Megan replies to my take:
Just to take an example that Ta-Nehisi uses, did Obama make some compromise on the Democratic Party's no-restrictions-on-abortion-at-any-time-no-shut-up-I-CAN'T-HEAR-YOU-LALALALALA platform? Because as far as I know, he's still toeing the party line there. And that's just about as extreme, as far from the average American's opinion on abortion, as Bobby Jindal's.
On the other side, I don't see anything wrong, or "EXTREMIST", about Bobby Jindal being a devout Catholic who wants to enter into a covenant marriage. He hasn't indicated any plans to stop Ta-Nehisi and I from living with our partners without benefit of the marital sacrament, or from getting married, should we choose, the good old-fashioned way, with its 50% divorce rate. I think the option for covenant marriage is a good thing for the government to provide, but then I'm a libertarian. I like people to have as many choices as possible, as long as those choices don't hurt others.
Besides that, I'm willing to bet that Ta-Nehisi has never seen Jindal in person. I have. And while "swarthy" may play a small role in the Obama comparisons, it's mostly along the lines of thinking that the Republican Party's first non-white candidate would help heal the party's image a bit. The reason that they're comparing Jindal to Obama is that, in person, he comes off a lot like Obama. He's extremely positive, he's personally charming, and he's kind of skinny and his ears stick out.

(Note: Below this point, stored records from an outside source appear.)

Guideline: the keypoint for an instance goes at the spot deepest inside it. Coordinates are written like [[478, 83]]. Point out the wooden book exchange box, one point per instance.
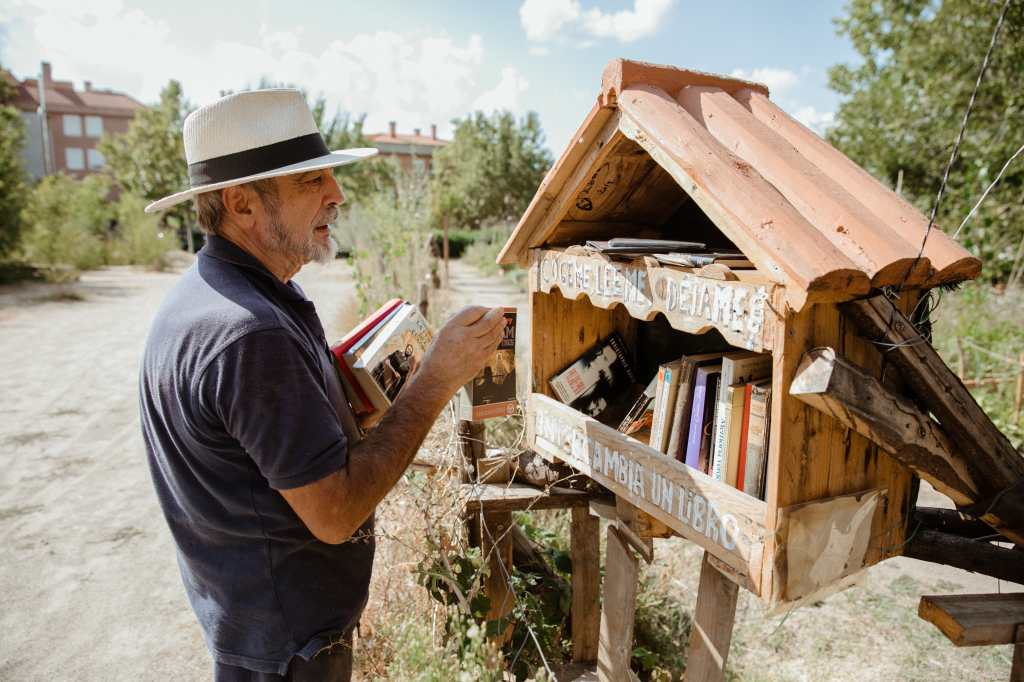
[[679, 155]]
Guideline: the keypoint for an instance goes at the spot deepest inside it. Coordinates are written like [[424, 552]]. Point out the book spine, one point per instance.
[[720, 430], [681, 412], [757, 442], [743, 430], [696, 417]]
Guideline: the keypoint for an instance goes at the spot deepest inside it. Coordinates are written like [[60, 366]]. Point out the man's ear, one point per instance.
[[239, 204]]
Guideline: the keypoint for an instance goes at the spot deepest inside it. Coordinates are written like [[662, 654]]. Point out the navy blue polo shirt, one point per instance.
[[239, 399]]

Like Obama, Jindal is something of an odd duck; he looks like the president of the Paramus, New Jersey High School Chess Club, and talks like a good old boy with a plantation somewhere back in the Bayou. The combination is disconcerting for northern journalists, and a little bewitching.

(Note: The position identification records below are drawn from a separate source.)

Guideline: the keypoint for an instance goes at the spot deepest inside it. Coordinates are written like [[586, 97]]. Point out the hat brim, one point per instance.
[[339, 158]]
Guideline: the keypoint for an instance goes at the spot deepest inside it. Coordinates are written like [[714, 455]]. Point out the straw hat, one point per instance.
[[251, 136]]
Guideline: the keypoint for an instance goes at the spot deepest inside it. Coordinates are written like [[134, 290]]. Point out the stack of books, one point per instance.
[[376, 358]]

She makes a few more good points in his post. She's also right that I've never seen Jindal in person. But I think it helps to revisit the original argument--that Bobby Jindal is the Republican Obama. Here is the top half of what I wrote:
The thing about Obama that people, apparently, still don't get is that thus far he has proved himself a damn good politician. He is not simply the eloquent black dude who won--although he's that too. He's the dude who reinvented campaign fundraising, who pioneered the use of social networking, who won Virginia and North Carolina, who ended 50 plus 1.
Obama's also the dude who's turned universal healthcare, massive public works projects, and an office of urban policy into the machinations of a centrist or a center-right Democrat. But most importantly Obama opposes dogma. He is a progressive pragmatist trying to tackle issues by creating the broadest coalition possible
I've been pretty clear about my objection to hazy appeals to precedent, not out of any love for Obama, but because I think it's weak thinking. I don't like calling Obama the next Lincoln, anymore than I like calling Jindal the next Obama. Jindal is the Republican Obama if you think that Obama is just a "fish out water," dark-skinned politician. But if you're like me, and you were thinking about politics, you'd think that a Republican Obama would have to beat the powerbrokers of his own party. He'd have to revolutionize campaign fund raising. You'd think he'd have to basically flip Massachusetts, New Jersey, Illinois and Wisconsin.
The point here isn't that Obama is a superior politician to Jindal--much of what I just listed is about where we are in history. But that's precisely the point. Whatever grounds the 2012 campaign will be fought on, they almost certainly won't be the same as 2008. Not only do I not think think Jindal is the next Obama--which isn't the same as saying he won't be the next president--I don't think Obama running a decade ago would have been Obama. People are unique, and the moment in time in which they compete is unique. I don't reject all analogies and comparisons. But "the next soandso..." just strikes me as sloppy. But hey, I remember when Harold Miner was the next Jordan. And all the young bucks go, "Harold who?"
UPDATE: Also this from Megan:
And I'm sure that complacent Democrats dismissing him as a goober with a God complex suits his current plans just fine.
Ah yes, "the underestimate me at your peril" defense. I can't shake the feeling that I've heard this before--and in very, very similar circumstances. But to the exact point., saying Jindal isn't the next Obama isn't anymore dismissive of Jindal, than it is dismissive of Obama to say he isn't the next Kennedy. My point isn't that Jindal is unworthy of competitive respect, if anything it's the opposite. Want to not be dismissive? Don't make him analogous to the latest smart, brown guy who's up at the moment.